Sounds like the “oppressive” ruler of Qatar would be cannon fodder for Al Jazeera, the Arab and English language news network thathas played a crucial role in covering the Middle East and the recent Arab uprisings. Nearly every government in the Arab world has accused Al Jazeera of inciting discontent and fuelling protest, which have successfully pushed out autocratic rulers in Egypt and Tunisia. But Al Jazeera, which translates to “the peninsula” in Arabic, is owned and financed by Qatar. The network claims it operates independently from the state, but a leaked U.S. diplomatic cable posted on Wikileaks in December revealed that the U.S. believes that the news network is being used as a “bargaining tool” by Qatar’s ruler to further its position internationally.
Al Jazeera has been an important source of news and information on the Middle East, so its blackout on covering anything remotely negative on its home turf creates a gap in information for investors and politicos needing to gauge the country’s risk profile. Qatar has seen limited protests this year, but the population appears to be on lockdown by the state security forces. From most reports, the Qatari nationals — who comprise only 20% of the nation’s 1.7 million population — seem to live pretty good lives and have the highest GDP per capita in the world, at $145,300 per person. But there is rising inflation, a key element to any modern-day revolution.
Nevertheless, a small population means that any discontent in the country could quickly spin out of control. Such a scenario was seen in neighboring Bahrain last month when the island emirate with around 1.2 million people was faced with mass protests calling for democratic reform. Bahrain’s autocratic ruling family eventually had to call in troops from neighboring Persian Gulf countries, including Qatar, to help crush the uprising. To be sure, Qatar’s demographics are quite different from that of its neighbor, but the call for freedom is an infectious one.

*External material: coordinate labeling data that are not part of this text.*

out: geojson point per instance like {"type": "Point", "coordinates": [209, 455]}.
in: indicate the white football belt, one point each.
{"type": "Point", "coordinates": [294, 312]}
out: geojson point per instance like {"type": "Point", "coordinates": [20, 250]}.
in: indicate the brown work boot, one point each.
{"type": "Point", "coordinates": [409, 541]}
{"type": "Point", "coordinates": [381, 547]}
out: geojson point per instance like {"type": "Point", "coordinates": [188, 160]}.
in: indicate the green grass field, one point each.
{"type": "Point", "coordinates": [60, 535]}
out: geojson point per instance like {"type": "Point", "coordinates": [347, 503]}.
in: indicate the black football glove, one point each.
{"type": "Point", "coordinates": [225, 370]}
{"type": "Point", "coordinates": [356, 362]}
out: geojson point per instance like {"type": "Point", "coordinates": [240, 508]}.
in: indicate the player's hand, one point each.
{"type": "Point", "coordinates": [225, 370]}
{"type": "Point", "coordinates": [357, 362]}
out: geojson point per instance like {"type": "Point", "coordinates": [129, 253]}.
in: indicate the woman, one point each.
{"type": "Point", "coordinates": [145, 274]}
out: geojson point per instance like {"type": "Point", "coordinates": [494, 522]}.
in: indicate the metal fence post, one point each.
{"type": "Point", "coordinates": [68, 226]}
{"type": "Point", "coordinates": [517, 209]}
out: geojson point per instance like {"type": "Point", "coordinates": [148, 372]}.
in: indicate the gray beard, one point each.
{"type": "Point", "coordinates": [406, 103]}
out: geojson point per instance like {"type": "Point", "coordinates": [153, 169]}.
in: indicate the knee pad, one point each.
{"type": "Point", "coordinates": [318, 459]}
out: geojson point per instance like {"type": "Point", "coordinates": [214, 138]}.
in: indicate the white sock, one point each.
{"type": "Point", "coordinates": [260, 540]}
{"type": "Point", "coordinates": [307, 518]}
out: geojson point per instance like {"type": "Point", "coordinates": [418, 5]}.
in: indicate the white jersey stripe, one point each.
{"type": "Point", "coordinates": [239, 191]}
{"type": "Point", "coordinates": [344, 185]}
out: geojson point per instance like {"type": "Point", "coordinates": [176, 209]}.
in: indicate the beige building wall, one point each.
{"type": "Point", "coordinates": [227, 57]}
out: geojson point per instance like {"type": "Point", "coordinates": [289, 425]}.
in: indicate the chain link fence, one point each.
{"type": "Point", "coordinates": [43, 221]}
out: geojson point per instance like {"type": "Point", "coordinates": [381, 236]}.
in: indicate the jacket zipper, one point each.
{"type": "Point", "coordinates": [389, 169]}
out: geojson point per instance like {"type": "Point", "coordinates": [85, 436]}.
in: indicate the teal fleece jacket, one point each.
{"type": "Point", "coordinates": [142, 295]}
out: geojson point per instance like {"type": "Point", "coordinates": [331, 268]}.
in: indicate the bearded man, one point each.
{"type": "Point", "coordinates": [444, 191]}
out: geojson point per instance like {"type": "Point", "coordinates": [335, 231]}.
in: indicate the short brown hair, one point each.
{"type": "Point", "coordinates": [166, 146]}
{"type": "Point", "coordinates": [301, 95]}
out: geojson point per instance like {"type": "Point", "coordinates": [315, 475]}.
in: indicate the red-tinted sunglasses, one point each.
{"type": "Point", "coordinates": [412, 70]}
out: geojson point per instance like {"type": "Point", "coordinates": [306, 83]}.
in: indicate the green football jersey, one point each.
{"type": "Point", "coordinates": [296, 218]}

Betting on the future of foreign energy appetites
Sheik Thani doesn’t seem to be worried about a possible uprising by his subjects at the moment. Neither, apparently, do the banks, oil companies, or even FIFA, which in December agreed to let Qatar host the World Cup in 2022.
The Sheik is now set to engage in a building boom rivaling the financially disastrous one seen in Dubai earlier last decade. The country’s finance minister said last month that Qatar plans to invest around $170 billion on infrastructure and oil and gas projects in the next few years. That compares to just $75 billion it spent on projects from 2004 to 2010. And last week the head of Ezdan, which is the publicly traded real estate development arm of Qatar Inc., said it is studying plans to build the world’s tallest building in Doha. This comes after Ezdan reported a 98% drop in profits in 2010, after having to mark down the value of its speculative real estate holdings.
A large chunk of the money needed to build these projects will come from LNG sales, but the Qataris still plan on directing most of those profits toward non-energy related investments in the West, a person close to the QIF said. That means the bulk of this $170 billion, which by some estimates is probably closer to $250 billion, will come from investors, most notably, Western banks. Funding will be easy as long as LNG demand and natural gas demand stays strong.
But of course that is a big if. New players, notably Iran, are set to enter the LNG market in the near future and advances in unconventional natural gas drilling techniques could further expand supply and depress prices across the world. All this could set the nation up for a debt crisis that could lead to major instability.
Qatar is emerging as player on the world scene and hopes its friendliness toward the West will be rewarded. But the tiny emirate with big aspirations could face a number of political, economic and social issues as it moves to shed the image that it is just one big repressive oil company.